OUR Hellas not only provided the largest amount of funds among the EU countries. from Recovery Fund as a percentage of its GDP, 30.5 billion euros or 16.7% of GDP, but so far it has absorbed the most, 11.1 billion euros or 6.1% of its GDP, according to the corresponding table of results of the Commission.
In a recent text European Commission recommendations Member States, published in the context of the European Semester, comments on the activities of Member States in the use of the Recovery Fund also reflected a qualitative picture. So, while Germany, for example, which has not yet applied for installments, is reprimanded for “significant delays” and asks for “significant acceleration”, Greece, which has submitted three applications for payment, is considered to be “well moving forward”. ” and is intended to “keep the momentum of the application in the future”.
Greece, as noted in the text, has confidently begun to implement its plan and has established a command and control system to monitor and coordinate the timely completion of reforms and investments. It is important to support and strengthen these efforts in the future.
On the contrary, in relation to Germany, it is noted that she allocated minimal resources to the implementation of the plan and did not give it priority.
According to the Commission, this amount is 11.1 billion euros or 6.1% of GDP.
The difference is to some extent explained by the relative importance of the program for each country.
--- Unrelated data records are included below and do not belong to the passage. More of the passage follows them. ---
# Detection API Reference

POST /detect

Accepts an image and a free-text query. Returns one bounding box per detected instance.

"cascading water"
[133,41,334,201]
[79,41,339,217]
If for Greece the resources of the Fund correspond to 6.1% of its GDP, then for Germany, which received 26.4 billion euros, they correspond to only 0.7% of its GDP. In addition, Greece needs to cover an investment gap of 100 billion euros, which is a “legacy” of the memorandums.
However, the Commission also issues an important warning for Greece: the plan, it notes, is approaching a point where it will be more and more dependent on regional and local authorities, which have administrative and implementation shortcomings. Therefore, the coordination and assistance of these bodies will be required to implement the plan, which includes a series of open tenders.
Thus, the funds of the Recovery Fund were treated as “manna from heaven.” Under the responsibility of the former Deputy Minister of Finance Theodor SkylakakisThe authorities have been mobilized, a Special Coordinating Service of the Recovery Fund has been created, headed by Niko Manzufauntil then the secretary general of Private Investment and PPP to “start” the projects, and since then the race has begun to meet the prerequisites and not lose the resources that our country is entitled to and will be available until August 2026. In essence, Greece – the only country that has established a dedicated management and control system for the Recovery Fund.
In addition, competent sources note that Greece was helped not only by its experience with the NSRF, but also by memorandums, with which the Recovery Fund has a lot in common. To collect a tranche, a country must meet certain prerequisites, so-called milestones, which include the adoption of reforms and the implementation of investments. “This is a difficult program,” the responsible persons of the Ministry of Finance comment. So far, Greece has met 85 conditions, Germany apparently none. At the moment, in addition to Greece, Spain and Italy have applied for the third batch, which are generally in the lead in terms of indicators.